Lately in the sports world, it seems fitting that the only way to get press is to call your cohorts out. With the release of Jose Canseco’s new book, Juiced, the cool thing to do is exploit former friends and future enemies.

Let’s give that a shot.

Since the beginning of the spring semester, the sports page has gone through some heavy revamping.

The layout has improved, fit with new bright and shiny pictures for students and Ralph Wiggums alike. There is aimless trivia that floats around the bottom of the section, enticing the reader to turn the page. And finally there has been an influx in the amount of columns run on our beloved sports page.

Now, being a former sports writer who has migrated to the news staff, I find it only fair for current and future sports writers to get a heads-up on the creed of the sports column. We could have called it, “Everything you wanted to know about writing a college sports column but were afraid to ask,” but we don’t want Woody Allen suing us for title rights.

In that case, we’ll go with the simple “College Sports Columns: Where clichés live and breath.”

Ok, let’s begin.

Step one: Getting past the editor.

You can’t just submit a column and expect it to run. First you have to butter up the boss. This may seem to be a daunting task at first, given our red card-carrying captain Sports Editor Mike Camunas. Once you get past his rhetoric and conspiracy theories, compliment him on his smirk and the press pass that constantly dangles from his sleeve. After this, you should be ready to write.

Step two: It is important to make fun of your institution’s sports program as much as possible.

Let me stress this point. You can support your team, but having an overall sense of angst is the only way to navigate a sports column. Sports columnists in the rah-rah business, visit

It doesn’t matter if your women’s basketball team breaks the school record for wins in a season — if one of them stubs a toe, you had better call her out for it.

If your football team wins by 21, then you say they should have won by 22. Go for a two-point conversion next time, jerks!

Step three: If you ever get into a bind and can’t think of what to say, just fill space with a quote from a cheesy ’80s flick.

Examples of this would be: “Why did it have to be snakes?” “Let’s see if this baby can do 90!” or “E.T. loves Elliot!”

Step four: If all else fails, crack jokes at things that have nothing to do with sports.

Nobody likes the Olsen twins, so why not take pot shots at them? For examples of this, look no further than the trusty UCF Future.
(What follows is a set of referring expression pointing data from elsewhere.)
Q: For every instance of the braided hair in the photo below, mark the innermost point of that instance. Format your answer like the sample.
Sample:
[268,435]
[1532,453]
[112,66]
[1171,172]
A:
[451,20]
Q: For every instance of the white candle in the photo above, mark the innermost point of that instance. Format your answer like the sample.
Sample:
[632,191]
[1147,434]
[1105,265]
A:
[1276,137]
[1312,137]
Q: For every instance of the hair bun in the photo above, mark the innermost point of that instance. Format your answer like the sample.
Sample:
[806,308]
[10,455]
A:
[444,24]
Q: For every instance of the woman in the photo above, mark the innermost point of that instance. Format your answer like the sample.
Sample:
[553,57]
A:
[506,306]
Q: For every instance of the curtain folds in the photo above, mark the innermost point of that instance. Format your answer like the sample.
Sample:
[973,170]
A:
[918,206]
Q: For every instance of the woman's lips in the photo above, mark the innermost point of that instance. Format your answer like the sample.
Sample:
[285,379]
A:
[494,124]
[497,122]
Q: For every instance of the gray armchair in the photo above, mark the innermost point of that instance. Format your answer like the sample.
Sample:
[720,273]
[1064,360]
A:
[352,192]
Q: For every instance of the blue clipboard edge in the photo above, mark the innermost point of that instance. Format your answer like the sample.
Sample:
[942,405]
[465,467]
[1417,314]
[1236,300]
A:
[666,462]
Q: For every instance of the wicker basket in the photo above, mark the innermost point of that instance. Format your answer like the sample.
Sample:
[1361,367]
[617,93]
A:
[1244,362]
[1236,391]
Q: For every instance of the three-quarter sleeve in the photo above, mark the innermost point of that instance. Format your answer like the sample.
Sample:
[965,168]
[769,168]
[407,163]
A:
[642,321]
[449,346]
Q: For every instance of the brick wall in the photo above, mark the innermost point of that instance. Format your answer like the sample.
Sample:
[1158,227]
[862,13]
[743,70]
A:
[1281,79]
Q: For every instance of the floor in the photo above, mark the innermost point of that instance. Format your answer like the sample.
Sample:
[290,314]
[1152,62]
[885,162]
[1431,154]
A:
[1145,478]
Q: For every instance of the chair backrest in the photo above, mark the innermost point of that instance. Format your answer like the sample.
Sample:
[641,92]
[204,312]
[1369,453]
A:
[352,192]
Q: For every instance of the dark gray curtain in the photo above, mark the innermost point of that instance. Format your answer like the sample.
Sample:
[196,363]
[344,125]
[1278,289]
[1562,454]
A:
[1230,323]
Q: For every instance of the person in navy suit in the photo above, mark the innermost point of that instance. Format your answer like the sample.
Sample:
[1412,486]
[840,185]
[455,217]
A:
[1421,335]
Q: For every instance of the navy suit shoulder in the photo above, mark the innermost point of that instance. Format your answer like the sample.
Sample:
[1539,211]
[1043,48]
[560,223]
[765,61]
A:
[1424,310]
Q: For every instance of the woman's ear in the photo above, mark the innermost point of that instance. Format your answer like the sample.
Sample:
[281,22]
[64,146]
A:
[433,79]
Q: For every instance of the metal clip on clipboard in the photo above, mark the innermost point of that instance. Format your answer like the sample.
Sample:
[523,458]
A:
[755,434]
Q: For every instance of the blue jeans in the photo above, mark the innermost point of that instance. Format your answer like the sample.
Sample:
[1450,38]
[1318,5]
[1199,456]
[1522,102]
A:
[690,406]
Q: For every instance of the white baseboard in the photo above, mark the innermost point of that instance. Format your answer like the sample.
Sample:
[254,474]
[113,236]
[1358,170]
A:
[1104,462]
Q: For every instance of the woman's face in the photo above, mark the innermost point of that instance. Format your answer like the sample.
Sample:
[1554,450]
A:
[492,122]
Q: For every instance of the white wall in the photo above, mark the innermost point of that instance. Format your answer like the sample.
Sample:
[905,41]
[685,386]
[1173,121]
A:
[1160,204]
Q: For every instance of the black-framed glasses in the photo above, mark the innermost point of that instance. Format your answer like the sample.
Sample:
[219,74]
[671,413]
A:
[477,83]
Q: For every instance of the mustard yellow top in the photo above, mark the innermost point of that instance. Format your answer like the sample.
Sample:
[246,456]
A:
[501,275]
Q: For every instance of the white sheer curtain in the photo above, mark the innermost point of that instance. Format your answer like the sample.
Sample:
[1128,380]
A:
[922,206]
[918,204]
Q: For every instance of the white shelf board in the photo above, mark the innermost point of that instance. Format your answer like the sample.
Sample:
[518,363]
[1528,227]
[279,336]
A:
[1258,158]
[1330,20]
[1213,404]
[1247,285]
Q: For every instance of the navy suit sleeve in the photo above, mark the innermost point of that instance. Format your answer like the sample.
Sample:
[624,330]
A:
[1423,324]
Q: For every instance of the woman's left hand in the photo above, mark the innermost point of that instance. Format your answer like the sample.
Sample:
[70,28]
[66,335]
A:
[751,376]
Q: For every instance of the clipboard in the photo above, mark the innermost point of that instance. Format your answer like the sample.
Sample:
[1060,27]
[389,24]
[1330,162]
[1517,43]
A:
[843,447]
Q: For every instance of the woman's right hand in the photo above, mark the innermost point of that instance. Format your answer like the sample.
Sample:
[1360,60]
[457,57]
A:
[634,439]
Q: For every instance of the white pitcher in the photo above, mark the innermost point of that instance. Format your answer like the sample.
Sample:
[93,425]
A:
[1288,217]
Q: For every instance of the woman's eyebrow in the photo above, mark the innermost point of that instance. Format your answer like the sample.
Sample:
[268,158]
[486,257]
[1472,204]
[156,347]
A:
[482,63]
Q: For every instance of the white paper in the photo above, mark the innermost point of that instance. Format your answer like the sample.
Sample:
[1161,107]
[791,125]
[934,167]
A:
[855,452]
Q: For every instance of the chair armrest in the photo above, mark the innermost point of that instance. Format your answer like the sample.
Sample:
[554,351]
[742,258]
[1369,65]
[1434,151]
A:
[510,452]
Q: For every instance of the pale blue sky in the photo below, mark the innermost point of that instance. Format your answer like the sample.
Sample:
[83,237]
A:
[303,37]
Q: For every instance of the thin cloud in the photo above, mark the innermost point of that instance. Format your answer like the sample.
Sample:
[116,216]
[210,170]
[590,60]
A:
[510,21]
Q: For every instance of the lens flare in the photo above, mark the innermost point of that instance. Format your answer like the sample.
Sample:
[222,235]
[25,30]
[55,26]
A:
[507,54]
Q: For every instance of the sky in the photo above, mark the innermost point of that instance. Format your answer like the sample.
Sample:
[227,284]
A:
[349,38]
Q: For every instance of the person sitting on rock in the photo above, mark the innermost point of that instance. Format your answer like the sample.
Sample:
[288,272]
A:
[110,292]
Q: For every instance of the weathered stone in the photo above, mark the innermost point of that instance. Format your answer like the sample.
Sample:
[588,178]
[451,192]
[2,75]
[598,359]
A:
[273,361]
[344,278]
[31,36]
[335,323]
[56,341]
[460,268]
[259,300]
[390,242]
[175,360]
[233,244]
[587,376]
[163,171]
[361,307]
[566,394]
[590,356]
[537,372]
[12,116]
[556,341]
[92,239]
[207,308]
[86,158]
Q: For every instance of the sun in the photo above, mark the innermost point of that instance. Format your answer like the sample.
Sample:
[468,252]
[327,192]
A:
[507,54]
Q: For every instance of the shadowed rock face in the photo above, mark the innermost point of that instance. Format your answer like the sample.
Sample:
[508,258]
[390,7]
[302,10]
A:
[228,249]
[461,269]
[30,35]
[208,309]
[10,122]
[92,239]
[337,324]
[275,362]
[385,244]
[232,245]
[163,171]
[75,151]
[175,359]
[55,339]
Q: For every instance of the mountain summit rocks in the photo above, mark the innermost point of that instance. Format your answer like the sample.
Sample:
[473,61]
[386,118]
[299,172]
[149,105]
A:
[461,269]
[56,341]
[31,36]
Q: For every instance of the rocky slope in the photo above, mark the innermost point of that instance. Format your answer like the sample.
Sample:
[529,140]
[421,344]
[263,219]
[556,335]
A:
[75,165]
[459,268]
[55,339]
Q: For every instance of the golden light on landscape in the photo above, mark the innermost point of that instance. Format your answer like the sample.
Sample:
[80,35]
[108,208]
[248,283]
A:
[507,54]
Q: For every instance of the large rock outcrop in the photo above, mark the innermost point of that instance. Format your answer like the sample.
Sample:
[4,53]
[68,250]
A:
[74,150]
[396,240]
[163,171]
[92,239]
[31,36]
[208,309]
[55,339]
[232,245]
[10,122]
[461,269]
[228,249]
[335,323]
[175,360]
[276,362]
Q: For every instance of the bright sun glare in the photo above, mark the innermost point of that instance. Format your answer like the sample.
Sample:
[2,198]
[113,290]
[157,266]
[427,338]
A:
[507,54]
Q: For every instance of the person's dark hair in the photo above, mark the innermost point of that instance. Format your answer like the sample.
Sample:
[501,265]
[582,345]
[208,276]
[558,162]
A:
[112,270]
The columns seem riddled with schlock regarding the sports editor’s lack of a love life and his affinity for said twins. On four occasions in the past two years, the sports editor has used the twins, so I guess this works.

Give the Future’s archives a search for the Olsens if you need help placing them in your story. They have been printing for some time without complaint.

Step five: The final step in the process of becoming an elite sports columnist: Burn as many bridges as humanly possible.

This seems to work for Major League Baseball, so why not the rest of sports? Granted, steroids are not rife within The Oracle, but nobody can prove Canseco’s claims.

If you really feel the need for a good column and can’t come up with anything else, then just fabricate drug claims against your former employers and employees.

With all this information, you should be able to write a funny, outgoing column with no aim or basis. Now that I have revealed the secrets of “the game,” I’m sure 60 Minutes will come calling as well as every other media outlet that has bitten on Canseco’s claim.

I’m just trying to get my fifteen minutes.